2 and 4 are similar, 4 might(?) make lintian unhappy and is a bit
strange, the real question is whether it's better w.r.t. ordering when
upgrading and/or resolving.

with 2, we would switch from (no version constraints on the dpkg/APT
level!):

librust-foobar-X-dev
  Breaks: librust-foobar-X-Y-Z-dev
  Replaces: librust-foobar-X-Y-Z-dev

where librust-foobar-X-Y-Z-dev only exists as virtual package, provided
by both librust-foobar-dev and librust-foobar-X-dev, to

librust-foobar-X-dev
  Breaks: librust-foobar-dev (<< X.Y.(Z+1)~)
  Replaces: librust-foobar-dev (<< X.Y.(Z+1)~)

where librust-foobar-dev is both a real package (that might or might not
be around with a matching version) *and* a virtual package provided by
librust-foobar-X-dev itself, in a version matching the constraint. the
latter only "counts" for Breaks, since Replaces without Conflicts
ignores virtual packages.. I am not sure whether the addition of a
version constraint for the Breaks (on a self-provided virtual package)
changes anything here either for upgrading, or for (build) dependency
resolution in general..

with 4, only the previously ignored Replaces changes, and without a
Conflicts, it would only apply to the unversioned package.

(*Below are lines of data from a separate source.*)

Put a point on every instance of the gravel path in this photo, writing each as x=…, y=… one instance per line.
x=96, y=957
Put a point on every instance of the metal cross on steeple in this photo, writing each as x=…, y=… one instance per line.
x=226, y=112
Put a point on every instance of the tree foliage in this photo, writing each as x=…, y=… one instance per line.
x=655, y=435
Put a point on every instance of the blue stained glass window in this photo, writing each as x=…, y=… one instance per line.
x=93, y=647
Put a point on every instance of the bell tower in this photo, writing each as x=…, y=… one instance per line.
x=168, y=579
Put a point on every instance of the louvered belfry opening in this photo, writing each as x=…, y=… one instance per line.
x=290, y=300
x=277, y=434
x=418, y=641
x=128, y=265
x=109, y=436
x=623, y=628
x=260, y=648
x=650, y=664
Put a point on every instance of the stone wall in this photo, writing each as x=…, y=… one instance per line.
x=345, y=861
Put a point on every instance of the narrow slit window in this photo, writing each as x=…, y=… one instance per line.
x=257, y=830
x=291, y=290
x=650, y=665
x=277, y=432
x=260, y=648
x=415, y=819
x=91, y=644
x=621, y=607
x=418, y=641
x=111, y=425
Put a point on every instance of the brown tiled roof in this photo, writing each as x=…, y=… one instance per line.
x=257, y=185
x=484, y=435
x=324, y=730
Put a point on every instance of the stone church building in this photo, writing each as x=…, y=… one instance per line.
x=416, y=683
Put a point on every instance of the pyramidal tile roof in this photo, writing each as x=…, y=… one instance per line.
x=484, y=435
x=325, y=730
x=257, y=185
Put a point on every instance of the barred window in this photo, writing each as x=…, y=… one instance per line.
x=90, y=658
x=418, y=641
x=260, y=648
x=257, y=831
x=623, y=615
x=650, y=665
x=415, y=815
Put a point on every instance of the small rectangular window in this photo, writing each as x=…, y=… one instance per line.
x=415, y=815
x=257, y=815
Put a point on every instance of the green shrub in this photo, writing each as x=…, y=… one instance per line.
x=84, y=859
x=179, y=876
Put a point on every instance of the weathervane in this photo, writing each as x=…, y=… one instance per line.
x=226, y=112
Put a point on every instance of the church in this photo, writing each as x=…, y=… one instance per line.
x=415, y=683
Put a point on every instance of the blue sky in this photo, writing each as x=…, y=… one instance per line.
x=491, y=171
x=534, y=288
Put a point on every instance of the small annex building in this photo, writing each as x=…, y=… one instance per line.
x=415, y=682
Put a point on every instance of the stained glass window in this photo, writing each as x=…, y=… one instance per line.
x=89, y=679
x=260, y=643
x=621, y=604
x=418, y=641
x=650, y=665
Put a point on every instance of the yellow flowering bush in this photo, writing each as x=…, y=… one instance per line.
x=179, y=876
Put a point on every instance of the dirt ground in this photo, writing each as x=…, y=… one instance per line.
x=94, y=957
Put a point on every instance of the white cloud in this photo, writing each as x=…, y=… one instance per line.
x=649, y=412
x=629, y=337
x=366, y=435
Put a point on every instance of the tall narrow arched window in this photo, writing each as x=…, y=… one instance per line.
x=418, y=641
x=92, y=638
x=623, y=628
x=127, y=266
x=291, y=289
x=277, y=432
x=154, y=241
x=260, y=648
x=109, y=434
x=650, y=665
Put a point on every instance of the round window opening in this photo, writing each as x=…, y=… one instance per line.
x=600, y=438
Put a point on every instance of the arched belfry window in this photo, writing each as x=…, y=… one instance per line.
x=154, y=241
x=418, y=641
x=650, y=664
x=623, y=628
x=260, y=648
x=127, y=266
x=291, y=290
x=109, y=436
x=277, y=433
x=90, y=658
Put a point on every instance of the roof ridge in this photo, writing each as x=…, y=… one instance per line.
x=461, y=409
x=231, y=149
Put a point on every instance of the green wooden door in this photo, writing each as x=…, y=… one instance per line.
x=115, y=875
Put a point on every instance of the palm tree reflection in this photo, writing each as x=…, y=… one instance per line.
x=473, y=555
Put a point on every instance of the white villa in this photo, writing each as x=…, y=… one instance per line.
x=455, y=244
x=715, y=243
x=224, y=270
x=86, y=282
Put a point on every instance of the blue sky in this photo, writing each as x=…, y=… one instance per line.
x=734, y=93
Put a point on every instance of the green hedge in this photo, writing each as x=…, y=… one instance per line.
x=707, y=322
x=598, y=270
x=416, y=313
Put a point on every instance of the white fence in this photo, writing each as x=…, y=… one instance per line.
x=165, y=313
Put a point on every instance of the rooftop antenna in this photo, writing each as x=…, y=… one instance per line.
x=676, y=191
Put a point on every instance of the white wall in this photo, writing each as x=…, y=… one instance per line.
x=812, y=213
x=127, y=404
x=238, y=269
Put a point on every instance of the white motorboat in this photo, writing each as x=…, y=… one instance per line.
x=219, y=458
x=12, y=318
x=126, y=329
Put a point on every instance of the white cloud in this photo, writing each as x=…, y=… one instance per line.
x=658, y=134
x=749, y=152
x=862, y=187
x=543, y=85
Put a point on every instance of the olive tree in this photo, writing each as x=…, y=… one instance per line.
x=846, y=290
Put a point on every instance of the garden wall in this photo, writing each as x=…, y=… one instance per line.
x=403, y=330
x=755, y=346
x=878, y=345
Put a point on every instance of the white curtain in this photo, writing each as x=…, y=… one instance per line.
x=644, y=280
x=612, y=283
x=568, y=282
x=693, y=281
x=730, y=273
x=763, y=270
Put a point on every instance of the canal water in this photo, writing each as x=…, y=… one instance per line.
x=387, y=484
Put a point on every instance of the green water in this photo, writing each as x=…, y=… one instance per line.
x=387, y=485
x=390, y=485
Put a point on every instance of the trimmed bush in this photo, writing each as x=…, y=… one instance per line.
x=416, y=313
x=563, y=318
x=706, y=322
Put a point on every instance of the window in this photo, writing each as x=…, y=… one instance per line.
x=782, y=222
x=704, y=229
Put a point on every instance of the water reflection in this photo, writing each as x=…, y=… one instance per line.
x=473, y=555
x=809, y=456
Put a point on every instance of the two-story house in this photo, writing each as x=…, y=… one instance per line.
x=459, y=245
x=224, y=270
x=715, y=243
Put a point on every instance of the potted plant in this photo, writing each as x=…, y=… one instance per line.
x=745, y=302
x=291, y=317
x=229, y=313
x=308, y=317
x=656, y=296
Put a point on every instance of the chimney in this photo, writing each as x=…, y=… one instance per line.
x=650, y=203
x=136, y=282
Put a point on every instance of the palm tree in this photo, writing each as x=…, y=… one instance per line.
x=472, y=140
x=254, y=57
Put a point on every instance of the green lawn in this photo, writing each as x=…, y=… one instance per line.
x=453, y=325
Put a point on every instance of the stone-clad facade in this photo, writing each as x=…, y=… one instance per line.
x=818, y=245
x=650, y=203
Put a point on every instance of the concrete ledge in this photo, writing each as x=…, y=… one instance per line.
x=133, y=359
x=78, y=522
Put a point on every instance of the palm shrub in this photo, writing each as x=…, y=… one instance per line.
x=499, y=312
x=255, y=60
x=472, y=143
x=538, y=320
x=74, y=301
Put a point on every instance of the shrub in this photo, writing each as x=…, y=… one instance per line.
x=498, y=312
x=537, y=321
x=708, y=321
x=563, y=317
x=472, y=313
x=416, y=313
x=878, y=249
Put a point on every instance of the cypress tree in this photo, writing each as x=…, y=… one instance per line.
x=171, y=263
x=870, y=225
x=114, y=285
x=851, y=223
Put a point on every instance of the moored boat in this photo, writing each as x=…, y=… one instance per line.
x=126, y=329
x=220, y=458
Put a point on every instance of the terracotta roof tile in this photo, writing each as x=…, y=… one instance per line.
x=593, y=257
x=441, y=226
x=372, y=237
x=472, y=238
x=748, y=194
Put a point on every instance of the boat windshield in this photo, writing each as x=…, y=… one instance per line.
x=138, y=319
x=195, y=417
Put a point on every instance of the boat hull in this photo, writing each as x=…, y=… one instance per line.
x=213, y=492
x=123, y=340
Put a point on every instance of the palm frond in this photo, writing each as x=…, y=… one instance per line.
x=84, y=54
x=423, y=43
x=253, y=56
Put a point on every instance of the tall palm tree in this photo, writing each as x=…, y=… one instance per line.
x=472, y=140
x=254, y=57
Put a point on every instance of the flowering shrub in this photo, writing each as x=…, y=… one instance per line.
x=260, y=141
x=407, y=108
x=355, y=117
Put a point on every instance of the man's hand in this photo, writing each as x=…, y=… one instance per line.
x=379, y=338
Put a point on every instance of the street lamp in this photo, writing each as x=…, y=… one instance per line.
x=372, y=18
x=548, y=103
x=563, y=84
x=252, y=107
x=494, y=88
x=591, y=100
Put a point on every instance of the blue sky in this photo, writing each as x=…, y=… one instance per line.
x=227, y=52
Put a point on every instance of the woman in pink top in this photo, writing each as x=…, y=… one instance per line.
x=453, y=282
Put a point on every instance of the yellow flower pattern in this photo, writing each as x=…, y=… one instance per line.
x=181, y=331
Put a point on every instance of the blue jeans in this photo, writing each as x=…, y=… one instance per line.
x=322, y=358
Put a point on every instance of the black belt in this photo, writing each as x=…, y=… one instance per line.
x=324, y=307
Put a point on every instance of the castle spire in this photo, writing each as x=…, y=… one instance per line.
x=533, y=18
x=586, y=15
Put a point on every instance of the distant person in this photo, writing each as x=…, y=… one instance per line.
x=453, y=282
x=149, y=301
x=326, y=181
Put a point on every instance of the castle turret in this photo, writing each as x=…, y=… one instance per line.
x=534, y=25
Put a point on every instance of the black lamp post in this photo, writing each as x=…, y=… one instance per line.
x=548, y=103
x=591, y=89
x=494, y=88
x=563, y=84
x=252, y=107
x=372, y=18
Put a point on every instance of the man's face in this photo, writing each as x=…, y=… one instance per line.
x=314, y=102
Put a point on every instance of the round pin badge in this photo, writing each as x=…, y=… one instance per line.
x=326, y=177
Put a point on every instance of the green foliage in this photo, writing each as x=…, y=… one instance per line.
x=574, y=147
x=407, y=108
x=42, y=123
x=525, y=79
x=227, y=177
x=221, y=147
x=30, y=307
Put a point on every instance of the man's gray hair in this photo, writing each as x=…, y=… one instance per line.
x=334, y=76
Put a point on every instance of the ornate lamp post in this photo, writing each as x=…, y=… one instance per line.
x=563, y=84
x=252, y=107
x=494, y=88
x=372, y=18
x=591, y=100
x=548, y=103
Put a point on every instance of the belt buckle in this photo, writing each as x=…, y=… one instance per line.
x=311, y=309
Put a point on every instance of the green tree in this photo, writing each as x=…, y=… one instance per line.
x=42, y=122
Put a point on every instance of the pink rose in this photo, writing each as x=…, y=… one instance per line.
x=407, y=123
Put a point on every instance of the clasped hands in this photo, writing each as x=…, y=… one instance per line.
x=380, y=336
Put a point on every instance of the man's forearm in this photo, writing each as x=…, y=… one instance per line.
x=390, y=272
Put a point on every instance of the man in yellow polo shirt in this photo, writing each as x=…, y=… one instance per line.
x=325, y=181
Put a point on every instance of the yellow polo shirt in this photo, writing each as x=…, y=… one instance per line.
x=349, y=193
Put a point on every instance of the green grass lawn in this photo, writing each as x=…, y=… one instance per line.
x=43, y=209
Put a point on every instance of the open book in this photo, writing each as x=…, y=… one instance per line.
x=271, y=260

I see no practical issue with 2 meaning we can't have multiple semver
suffix packages variants of a single crate installed - having the
unversioned and one semver suffix package in one suite at any given time
should already be the exception, having more than that should be even
more rare, and there should be no need to have them *installed* at the
same time since these packages are only used as build deps.

I can volunteer replacing (heh) the currently broken implement in
debcargo with whatever we settle on.